Upon consideration, we affirm. Initially, we note that petitioner has not raised on appeal his claim that he was denied a speedy parole revocation hearing. This issue is therefore abandoned and not reviewable. See McMurphy v. City of Flushing, 802 F.2d 191, 198-99 (6th Cir.1986); Hershinow v. Bonamarte, 735 F.2d 264, 266 (7th Cir.1984).

4

Petitioner's equal protection claim is without merit.
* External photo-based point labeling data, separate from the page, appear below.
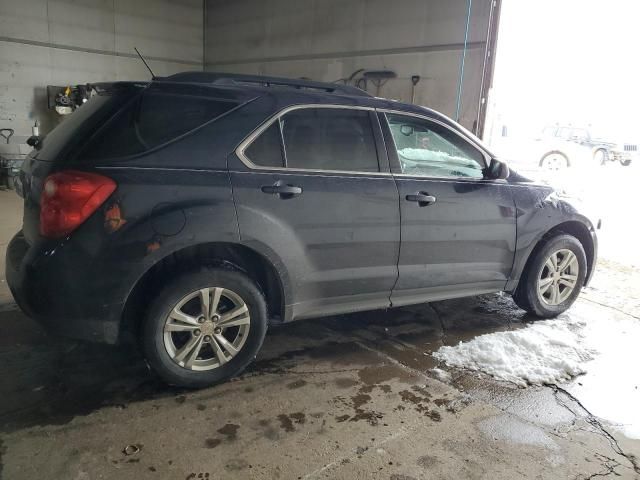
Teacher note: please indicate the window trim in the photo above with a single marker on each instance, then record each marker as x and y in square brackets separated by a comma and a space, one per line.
[396, 161]
[240, 150]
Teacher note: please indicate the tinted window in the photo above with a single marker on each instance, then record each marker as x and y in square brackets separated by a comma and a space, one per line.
[266, 150]
[428, 149]
[74, 129]
[152, 120]
[329, 139]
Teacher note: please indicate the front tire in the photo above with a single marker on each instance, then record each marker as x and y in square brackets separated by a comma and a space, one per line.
[553, 278]
[204, 327]
[600, 156]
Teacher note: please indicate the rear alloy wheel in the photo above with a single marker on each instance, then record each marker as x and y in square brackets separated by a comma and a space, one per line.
[554, 161]
[553, 278]
[204, 327]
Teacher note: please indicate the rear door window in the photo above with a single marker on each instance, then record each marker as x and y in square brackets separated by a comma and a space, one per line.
[338, 139]
[321, 139]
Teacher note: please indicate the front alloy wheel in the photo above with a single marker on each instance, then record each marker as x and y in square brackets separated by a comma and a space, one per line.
[204, 327]
[553, 277]
[559, 277]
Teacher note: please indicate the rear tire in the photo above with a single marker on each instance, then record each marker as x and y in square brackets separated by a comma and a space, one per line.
[187, 349]
[545, 291]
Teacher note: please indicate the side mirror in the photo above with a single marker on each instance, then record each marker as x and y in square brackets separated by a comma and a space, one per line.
[406, 130]
[497, 170]
[34, 141]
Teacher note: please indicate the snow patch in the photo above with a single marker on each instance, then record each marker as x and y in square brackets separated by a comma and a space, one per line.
[441, 375]
[546, 352]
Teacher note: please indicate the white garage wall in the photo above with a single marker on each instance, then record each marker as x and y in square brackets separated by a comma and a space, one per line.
[330, 39]
[55, 42]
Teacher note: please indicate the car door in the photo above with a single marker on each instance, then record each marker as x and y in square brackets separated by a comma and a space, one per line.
[458, 229]
[313, 189]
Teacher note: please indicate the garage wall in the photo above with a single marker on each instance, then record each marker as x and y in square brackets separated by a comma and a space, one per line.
[330, 39]
[59, 42]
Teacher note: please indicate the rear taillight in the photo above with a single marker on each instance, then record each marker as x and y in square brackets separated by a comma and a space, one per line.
[69, 198]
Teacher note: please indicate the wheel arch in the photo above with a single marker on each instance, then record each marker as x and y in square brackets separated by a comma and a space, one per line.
[550, 152]
[576, 229]
[233, 256]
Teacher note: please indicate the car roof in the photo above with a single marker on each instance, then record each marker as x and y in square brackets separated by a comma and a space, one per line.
[300, 91]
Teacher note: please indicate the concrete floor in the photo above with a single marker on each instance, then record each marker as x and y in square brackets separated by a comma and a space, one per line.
[343, 397]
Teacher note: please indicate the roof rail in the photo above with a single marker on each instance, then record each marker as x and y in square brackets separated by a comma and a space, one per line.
[259, 80]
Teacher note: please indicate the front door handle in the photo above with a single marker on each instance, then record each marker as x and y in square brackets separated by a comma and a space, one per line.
[281, 189]
[422, 198]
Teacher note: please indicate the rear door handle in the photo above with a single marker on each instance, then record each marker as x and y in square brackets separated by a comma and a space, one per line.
[282, 189]
[422, 198]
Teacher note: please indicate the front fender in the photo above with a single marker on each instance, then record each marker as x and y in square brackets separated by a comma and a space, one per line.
[540, 211]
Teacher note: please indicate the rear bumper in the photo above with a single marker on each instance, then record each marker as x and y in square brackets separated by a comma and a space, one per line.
[61, 291]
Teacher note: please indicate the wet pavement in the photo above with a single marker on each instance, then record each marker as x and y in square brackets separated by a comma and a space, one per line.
[354, 396]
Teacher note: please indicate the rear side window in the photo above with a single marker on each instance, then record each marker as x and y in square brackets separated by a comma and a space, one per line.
[151, 120]
[329, 139]
[338, 139]
[266, 150]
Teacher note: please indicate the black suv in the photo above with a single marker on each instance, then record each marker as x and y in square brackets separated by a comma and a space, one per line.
[193, 211]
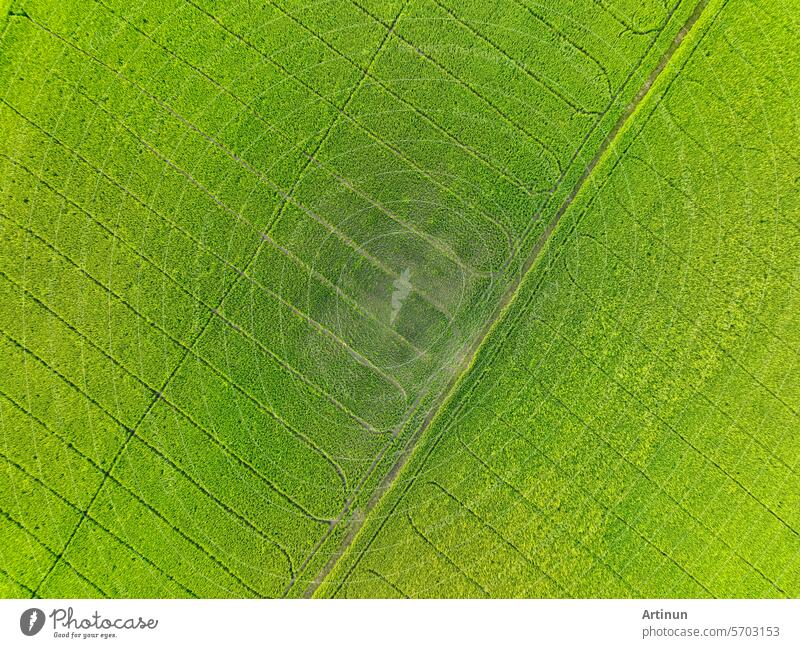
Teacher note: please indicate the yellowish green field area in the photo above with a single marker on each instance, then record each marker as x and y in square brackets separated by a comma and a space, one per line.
[422, 298]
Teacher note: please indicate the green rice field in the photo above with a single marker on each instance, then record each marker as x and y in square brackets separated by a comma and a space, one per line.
[399, 298]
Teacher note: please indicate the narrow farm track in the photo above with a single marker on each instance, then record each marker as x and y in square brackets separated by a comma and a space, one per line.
[467, 359]
[755, 489]
[398, 298]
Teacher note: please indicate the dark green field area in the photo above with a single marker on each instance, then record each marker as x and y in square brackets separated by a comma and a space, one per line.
[414, 297]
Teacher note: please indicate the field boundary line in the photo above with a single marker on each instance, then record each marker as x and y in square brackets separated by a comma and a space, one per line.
[503, 306]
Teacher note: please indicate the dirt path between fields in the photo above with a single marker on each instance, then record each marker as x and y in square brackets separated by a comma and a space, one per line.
[465, 359]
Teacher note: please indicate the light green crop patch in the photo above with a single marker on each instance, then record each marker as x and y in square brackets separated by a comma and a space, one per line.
[254, 258]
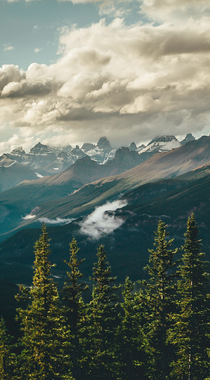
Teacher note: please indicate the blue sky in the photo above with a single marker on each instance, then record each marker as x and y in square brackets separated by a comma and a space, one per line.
[72, 71]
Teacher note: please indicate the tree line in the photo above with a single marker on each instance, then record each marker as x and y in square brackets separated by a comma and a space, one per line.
[157, 329]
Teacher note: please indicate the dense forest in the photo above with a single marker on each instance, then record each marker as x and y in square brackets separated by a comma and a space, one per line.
[157, 329]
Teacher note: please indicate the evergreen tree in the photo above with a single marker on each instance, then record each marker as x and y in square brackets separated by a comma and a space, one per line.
[7, 359]
[191, 332]
[42, 339]
[74, 310]
[103, 320]
[132, 349]
[159, 298]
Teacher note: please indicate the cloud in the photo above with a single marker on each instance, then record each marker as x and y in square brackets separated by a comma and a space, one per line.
[8, 47]
[55, 221]
[28, 217]
[100, 223]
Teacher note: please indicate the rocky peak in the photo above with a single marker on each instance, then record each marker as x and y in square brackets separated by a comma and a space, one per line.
[87, 146]
[40, 149]
[164, 139]
[189, 137]
[103, 143]
[18, 151]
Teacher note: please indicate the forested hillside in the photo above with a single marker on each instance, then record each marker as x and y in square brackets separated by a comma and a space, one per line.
[157, 328]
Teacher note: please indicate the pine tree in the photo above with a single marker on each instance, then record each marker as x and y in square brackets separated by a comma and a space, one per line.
[41, 356]
[132, 349]
[74, 310]
[103, 320]
[191, 332]
[159, 300]
[7, 358]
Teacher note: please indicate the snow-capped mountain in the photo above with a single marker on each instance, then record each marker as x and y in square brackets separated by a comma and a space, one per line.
[44, 160]
[162, 144]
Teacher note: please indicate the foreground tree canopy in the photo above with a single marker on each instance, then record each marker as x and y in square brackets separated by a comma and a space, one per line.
[158, 329]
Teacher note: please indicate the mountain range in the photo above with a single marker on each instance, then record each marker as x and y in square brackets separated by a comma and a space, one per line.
[43, 160]
[117, 203]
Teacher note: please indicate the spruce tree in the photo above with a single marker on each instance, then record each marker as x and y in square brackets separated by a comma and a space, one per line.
[103, 320]
[41, 326]
[159, 299]
[74, 310]
[191, 331]
[132, 348]
[7, 358]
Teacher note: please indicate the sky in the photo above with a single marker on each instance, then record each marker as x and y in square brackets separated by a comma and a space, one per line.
[72, 71]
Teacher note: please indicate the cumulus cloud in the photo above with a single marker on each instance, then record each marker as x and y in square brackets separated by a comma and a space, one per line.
[55, 221]
[100, 223]
[28, 217]
[126, 82]
[8, 47]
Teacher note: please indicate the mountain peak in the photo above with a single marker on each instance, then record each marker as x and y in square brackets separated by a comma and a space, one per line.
[133, 146]
[103, 143]
[18, 151]
[164, 139]
[40, 149]
[188, 137]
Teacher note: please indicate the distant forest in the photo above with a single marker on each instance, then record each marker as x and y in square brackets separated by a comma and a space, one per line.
[156, 329]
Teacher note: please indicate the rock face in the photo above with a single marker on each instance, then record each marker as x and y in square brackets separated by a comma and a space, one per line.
[103, 143]
[162, 144]
[189, 137]
[45, 160]
[18, 151]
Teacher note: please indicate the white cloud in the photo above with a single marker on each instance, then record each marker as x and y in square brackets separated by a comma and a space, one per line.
[55, 221]
[100, 223]
[126, 82]
[8, 47]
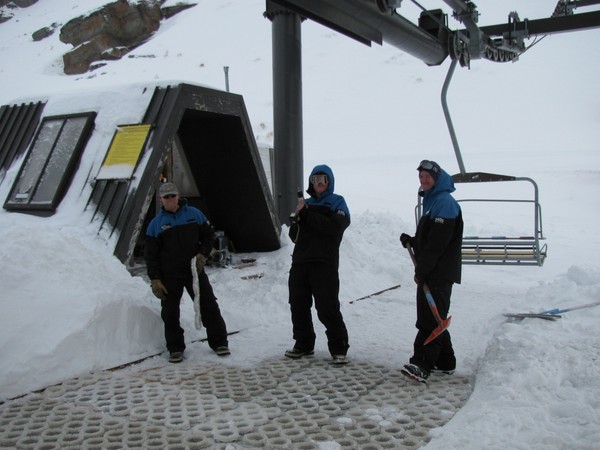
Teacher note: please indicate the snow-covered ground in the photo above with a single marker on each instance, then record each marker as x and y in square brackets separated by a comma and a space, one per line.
[69, 307]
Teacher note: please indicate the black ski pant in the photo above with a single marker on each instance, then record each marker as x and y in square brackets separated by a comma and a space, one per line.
[321, 282]
[439, 352]
[212, 320]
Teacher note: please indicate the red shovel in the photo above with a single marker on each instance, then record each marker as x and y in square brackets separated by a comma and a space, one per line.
[442, 324]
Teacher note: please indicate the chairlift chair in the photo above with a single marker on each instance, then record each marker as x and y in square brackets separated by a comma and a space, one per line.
[494, 250]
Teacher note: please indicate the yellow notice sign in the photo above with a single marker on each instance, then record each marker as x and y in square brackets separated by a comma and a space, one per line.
[124, 151]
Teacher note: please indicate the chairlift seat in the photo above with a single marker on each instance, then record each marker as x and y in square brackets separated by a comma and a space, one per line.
[501, 250]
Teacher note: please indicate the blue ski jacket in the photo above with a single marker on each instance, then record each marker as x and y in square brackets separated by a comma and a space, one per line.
[320, 225]
[173, 239]
[438, 239]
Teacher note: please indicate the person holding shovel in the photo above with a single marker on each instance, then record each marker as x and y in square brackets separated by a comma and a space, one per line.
[176, 235]
[437, 258]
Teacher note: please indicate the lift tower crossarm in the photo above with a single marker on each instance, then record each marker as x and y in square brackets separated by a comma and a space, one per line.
[552, 25]
[364, 21]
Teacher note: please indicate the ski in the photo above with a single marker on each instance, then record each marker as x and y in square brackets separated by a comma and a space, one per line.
[131, 363]
[521, 316]
[573, 308]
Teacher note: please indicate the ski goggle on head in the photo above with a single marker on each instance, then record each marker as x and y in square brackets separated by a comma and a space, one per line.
[319, 179]
[429, 165]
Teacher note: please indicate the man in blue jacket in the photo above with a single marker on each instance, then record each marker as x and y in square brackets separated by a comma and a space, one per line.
[174, 237]
[437, 245]
[317, 231]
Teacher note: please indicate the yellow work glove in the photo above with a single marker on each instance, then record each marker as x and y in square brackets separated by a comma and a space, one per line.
[200, 262]
[158, 289]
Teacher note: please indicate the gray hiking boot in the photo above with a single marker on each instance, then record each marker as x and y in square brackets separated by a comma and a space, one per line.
[296, 353]
[414, 372]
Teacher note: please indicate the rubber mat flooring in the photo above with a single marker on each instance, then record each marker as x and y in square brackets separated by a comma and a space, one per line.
[282, 404]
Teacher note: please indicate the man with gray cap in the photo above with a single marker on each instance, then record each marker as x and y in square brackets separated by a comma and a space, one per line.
[176, 235]
[437, 249]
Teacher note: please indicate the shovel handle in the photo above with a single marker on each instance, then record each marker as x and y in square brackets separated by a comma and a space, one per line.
[428, 295]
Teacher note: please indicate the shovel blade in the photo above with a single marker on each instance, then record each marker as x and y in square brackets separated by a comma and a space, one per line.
[443, 326]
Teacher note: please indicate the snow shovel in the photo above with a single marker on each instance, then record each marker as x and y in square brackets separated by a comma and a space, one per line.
[442, 324]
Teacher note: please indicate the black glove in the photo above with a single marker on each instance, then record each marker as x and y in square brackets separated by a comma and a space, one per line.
[405, 239]
[200, 262]
[158, 289]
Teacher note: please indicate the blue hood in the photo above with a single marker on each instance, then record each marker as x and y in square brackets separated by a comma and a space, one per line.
[437, 201]
[328, 198]
[322, 168]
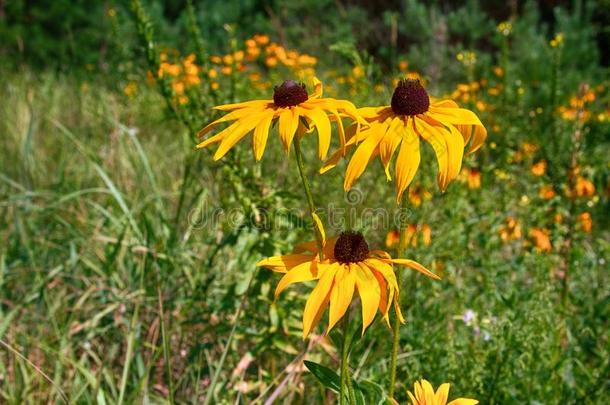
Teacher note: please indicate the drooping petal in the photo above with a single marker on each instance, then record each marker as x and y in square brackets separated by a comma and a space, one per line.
[318, 89]
[341, 295]
[261, 133]
[442, 393]
[385, 269]
[389, 143]
[322, 124]
[455, 146]
[234, 115]
[459, 116]
[416, 266]
[436, 139]
[384, 302]
[428, 392]
[407, 161]
[289, 121]
[284, 263]
[303, 272]
[364, 153]
[478, 138]
[244, 127]
[318, 299]
[258, 104]
[463, 401]
[369, 291]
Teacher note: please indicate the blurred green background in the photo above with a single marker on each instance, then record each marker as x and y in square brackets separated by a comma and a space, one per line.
[115, 289]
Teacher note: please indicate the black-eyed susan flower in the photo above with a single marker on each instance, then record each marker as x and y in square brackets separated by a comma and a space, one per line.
[291, 107]
[411, 116]
[424, 395]
[348, 266]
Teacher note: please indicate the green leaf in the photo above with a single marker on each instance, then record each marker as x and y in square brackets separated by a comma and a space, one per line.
[325, 375]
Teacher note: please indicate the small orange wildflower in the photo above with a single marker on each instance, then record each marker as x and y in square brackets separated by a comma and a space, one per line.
[538, 169]
[541, 239]
[586, 222]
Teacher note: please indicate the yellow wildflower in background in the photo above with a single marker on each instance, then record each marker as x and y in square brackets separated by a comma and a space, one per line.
[583, 188]
[411, 116]
[348, 266]
[290, 105]
[511, 230]
[586, 222]
[538, 169]
[547, 192]
[541, 239]
[423, 394]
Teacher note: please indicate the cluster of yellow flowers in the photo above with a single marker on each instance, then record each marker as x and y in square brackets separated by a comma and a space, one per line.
[344, 265]
[182, 74]
[577, 108]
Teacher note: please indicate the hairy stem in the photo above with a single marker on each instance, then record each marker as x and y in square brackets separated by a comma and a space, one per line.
[307, 189]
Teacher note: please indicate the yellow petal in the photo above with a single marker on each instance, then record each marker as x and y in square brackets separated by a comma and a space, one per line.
[373, 113]
[364, 153]
[261, 133]
[455, 147]
[385, 269]
[317, 86]
[384, 302]
[436, 139]
[390, 142]
[319, 227]
[322, 124]
[416, 266]
[341, 295]
[289, 121]
[318, 300]
[284, 263]
[244, 127]
[463, 401]
[258, 104]
[478, 137]
[303, 272]
[234, 115]
[454, 116]
[442, 393]
[407, 161]
[369, 291]
[428, 392]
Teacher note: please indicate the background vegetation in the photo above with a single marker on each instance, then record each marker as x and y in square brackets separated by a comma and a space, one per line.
[116, 286]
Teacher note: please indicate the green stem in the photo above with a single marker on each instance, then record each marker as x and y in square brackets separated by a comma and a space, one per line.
[210, 392]
[307, 189]
[396, 326]
[345, 377]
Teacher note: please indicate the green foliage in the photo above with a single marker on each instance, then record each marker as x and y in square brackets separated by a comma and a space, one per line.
[128, 255]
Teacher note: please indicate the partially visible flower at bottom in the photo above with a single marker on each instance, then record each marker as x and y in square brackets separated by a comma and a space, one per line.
[348, 265]
[425, 395]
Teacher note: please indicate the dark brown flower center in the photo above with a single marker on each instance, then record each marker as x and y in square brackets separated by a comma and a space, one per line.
[351, 247]
[289, 94]
[410, 98]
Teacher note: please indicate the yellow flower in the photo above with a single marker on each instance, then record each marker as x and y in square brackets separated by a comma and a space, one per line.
[547, 192]
[586, 223]
[541, 239]
[511, 230]
[583, 188]
[425, 395]
[291, 105]
[539, 168]
[411, 116]
[348, 265]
Petitioner has not shown that the Tennessee Department of Corrections' policy codified in Tenn.Code Ann. Sec. 40-28-123 was drawn arbitrarily or that the resulting classifications are not rationally related to legitimate institutional objectives. See Turner v. Safley, --- U.S. ----, 107 S.Ct. 2254, 2261 (1987). Furthermore, petitioner's allegation that Tenn.Code Ann. Sec. 40-28-123(a) is unconstitutional is also without merit. See Scruggs v. Henderson, 380 F.2d 981 (6th Cir.1987) (per curiam).

5

Accordingly, petitioner's motion for appointment of counsel is denied and the district court's order is hereby affirmed. Rule 9(b)(5), Rules of the Sixth Circuit.